Sherlock wished this fact would make him fight harder to find a way out, it had in the past. But now he just felt numb, abandoned and rejected by John.
"You know enough about psychology to understand that those things are not intentional," Mary reminded him, "They are side effects of grief."
Sherlock's mind then presented him with another disturbing thought.
What if John was the reason he was in here?
Was John administering drugs to keep him this way? To not have to endure him?
"For god's sake, Sherlock! That's bullshit!" Mary's voice was indignant for a moment, but then changed in tone suddenly, "You know what this is? This is the paranoia setting in… Which is completely normal at this stage of withdrawal," she added in a soothing tone. "So, this is your body going through these changes to find its way back to normal. Don't let those symptoms rule you. They will go away. Keep your cool until it's over. John is out there waiting for you. You need to hang on."
Sherlock felt her stand up, take his head in her hands and kiss him on the forehead.

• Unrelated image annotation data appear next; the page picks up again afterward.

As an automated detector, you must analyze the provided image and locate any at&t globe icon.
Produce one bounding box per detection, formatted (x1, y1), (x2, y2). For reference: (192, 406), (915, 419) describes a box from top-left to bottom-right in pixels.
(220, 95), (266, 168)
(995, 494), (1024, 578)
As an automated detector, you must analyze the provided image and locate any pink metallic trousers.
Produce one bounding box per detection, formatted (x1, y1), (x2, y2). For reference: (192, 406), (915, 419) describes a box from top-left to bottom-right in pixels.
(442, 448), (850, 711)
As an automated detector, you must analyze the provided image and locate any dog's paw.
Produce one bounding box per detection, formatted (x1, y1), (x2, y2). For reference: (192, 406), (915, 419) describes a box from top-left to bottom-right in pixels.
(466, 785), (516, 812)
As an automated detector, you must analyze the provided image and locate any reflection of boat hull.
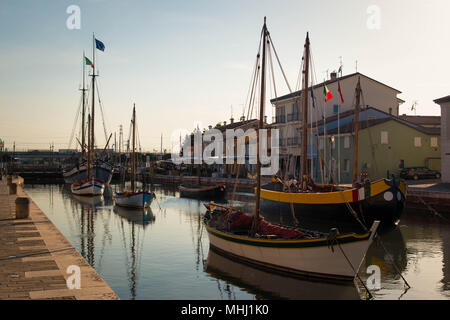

"I know I have said most of this before - your thoughts are running in circles… I also know you might need to hear it again and again and again before this is over. I will be here to kick your arse as often as you need it," she added.
The forehead kiss was a sense memory that brought him back to the wedding and he was overwhelmed by the loss of the two people in his life that mattered so much.
"Fight, Sherlock," she whispered, and then she was gone.
Sherlock sat on the bench and the emotions overwhelmed him.
He buried his face in his hands and wept.
.
.
* Sherlock and John used the mind palace to dissect Sherlock's memories in order to help him cope with his PTSD after he came back from Serbia. This happens my story 'Define Vulnerability.